Thermodynamics and Fluctuation Theorems for a Strongly Coupled Open Quantum System: An Exactly Solvable Case

TL;DR

This paper investigates the thermodynamics and fluctuation theorems in a strongly coupled open quantum system, providing an exactly solvable model that reveals novel behaviors like negative entropy and specific heat at low temperatures.

Contribution

It presents an exactly solvable model of an open quantum system with strong coupling, explicitly evaluates the Hamiltonian of mean force, and analyzes thermodynamic properties.

Findings

Validation of fluctuation theorem in the model

Explicit calculation of the Hamiltonian of mean force

Negative entropy and specific heat at low temperatures

Abstract

We illustrate recent results concerning the validity of the work fluctuation theorem in open quantum systems [M. Campisi, P. Talkner, and P. H\"{a}nggi, Phys.
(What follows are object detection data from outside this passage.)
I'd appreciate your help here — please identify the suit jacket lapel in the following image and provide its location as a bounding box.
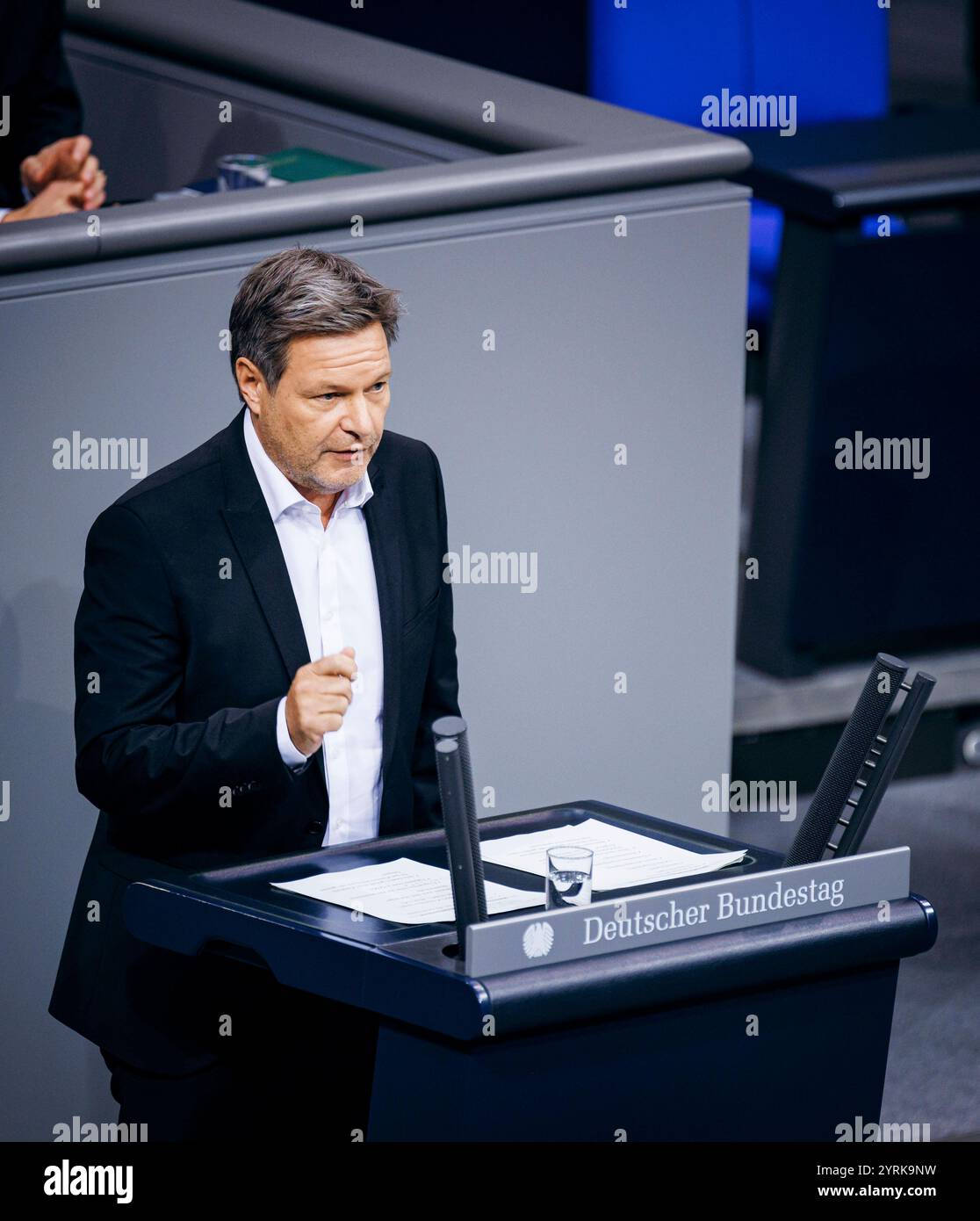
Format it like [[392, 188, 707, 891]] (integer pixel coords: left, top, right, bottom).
[[361, 449, 404, 776], [221, 408, 313, 683], [221, 408, 404, 774]]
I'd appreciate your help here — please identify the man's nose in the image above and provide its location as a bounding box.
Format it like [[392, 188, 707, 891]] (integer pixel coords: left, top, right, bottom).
[[342, 394, 373, 437]]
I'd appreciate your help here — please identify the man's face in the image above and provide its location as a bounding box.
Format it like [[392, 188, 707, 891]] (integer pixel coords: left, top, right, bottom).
[[235, 322, 392, 495]]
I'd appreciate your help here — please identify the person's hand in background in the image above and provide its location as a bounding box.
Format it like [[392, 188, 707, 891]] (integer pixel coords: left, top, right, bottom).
[[0, 178, 105, 225], [16, 135, 106, 210]]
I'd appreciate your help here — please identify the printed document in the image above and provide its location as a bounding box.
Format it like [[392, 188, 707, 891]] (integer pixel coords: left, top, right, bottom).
[[479, 818, 746, 890]]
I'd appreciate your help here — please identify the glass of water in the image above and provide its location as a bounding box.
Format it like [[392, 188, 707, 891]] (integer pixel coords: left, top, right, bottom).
[[217, 153, 272, 191], [544, 846, 592, 910]]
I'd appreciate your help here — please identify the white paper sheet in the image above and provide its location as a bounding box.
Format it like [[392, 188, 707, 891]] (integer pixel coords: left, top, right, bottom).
[[272, 856, 544, 924], [479, 818, 746, 890]]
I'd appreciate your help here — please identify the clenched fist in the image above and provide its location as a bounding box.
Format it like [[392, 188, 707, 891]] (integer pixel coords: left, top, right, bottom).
[[285, 648, 357, 757]]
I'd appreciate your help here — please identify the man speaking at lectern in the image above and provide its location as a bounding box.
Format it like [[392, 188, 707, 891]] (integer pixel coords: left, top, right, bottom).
[[50, 249, 459, 1142]]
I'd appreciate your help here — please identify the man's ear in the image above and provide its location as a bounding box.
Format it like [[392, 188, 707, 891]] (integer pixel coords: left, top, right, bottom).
[[234, 357, 267, 415]]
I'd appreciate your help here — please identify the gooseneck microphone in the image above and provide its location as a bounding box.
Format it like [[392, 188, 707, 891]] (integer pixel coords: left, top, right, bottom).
[[783, 654, 936, 866], [785, 654, 908, 866], [432, 717, 487, 956]]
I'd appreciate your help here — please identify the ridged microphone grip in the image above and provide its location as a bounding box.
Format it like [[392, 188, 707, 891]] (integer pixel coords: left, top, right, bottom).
[[436, 738, 479, 950], [432, 717, 487, 928], [783, 654, 908, 866]]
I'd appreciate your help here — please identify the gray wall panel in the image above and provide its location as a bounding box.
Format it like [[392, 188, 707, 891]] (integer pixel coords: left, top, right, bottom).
[[0, 185, 747, 1139]]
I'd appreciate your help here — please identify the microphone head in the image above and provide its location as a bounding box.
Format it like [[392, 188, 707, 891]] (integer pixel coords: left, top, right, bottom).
[[432, 717, 466, 739]]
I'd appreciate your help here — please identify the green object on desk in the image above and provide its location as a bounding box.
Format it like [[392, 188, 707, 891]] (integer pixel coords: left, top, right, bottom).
[[269, 145, 381, 182]]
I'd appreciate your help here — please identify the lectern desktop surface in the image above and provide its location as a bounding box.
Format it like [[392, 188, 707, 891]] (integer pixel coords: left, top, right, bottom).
[[125, 801, 936, 1142], [125, 799, 935, 1039]]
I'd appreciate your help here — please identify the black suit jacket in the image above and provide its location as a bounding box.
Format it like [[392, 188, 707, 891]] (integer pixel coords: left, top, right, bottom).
[[0, 0, 82, 207], [50, 408, 459, 1072]]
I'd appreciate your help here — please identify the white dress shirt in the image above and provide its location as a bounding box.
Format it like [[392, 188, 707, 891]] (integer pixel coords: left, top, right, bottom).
[[244, 410, 385, 845]]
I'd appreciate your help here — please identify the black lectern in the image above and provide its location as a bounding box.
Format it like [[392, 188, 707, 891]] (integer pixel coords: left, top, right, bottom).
[[125, 801, 936, 1142]]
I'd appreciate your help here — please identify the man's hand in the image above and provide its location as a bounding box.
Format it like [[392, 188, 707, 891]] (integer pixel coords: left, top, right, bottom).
[[285, 648, 357, 758], [21, 135, 106, 209], [0, 179, 98, 223]]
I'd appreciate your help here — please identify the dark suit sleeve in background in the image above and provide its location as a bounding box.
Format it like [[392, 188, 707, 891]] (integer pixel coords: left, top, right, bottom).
[[411, 450, 460, 829], [0, 0, 82, 207], [75, 505, 292, 818]]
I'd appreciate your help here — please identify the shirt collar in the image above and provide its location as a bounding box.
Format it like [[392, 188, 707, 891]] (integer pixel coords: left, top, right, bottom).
[[244, 408, 375, 522]]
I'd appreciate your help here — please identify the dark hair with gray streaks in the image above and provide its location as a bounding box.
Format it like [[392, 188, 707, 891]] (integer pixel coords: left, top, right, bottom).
[[228, 247, 403, 391]]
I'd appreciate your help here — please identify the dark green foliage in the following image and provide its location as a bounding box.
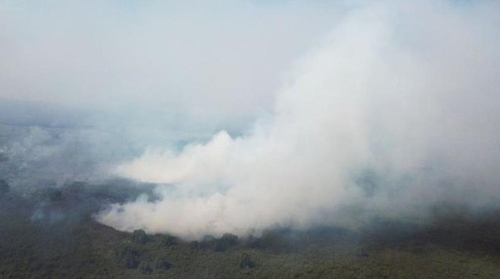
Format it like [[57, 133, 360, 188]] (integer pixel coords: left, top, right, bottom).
[[189, 240, 201, 251], [131, 230, 150, 244], [214, 233, 238, 252], [0, 179, 10, 195], [160, 235, 178, 247], [240, 254, 256, 268], [117, 245, 141, 269], [155, 256, 172, 270], [139, 262, 153, 274], [0, 182, 500, 278]]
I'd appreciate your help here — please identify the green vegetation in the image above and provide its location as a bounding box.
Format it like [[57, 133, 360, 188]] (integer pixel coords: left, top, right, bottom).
[[0, 184, 500, 278]]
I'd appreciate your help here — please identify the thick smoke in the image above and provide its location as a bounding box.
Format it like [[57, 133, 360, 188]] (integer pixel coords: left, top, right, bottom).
[[97, 1, 500, 239]]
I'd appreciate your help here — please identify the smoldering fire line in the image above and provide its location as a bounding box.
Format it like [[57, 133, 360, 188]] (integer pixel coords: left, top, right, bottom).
[[96, 1, 500, 239]]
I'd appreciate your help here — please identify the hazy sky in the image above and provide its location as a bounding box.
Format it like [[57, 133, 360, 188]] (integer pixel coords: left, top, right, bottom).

Rev. Lett. {\bf 102}, 210401 (2009)], by applying them to a solvable model of an open quantum system. The central role played by the thermodynamic partition function of the open quantum system, -- a two level fluctuator with a strong quantum nondemolition coupling to a harmonic oscillator --, is elucidated. The corresponding quantum Hamiltonian of mean force is evaluated explicitly. We study the thermodynamic entropy and the corresponding specific heat of this open system as a function of temperature and coupling strength and show that both may assume negative values at nonzero low temperatures.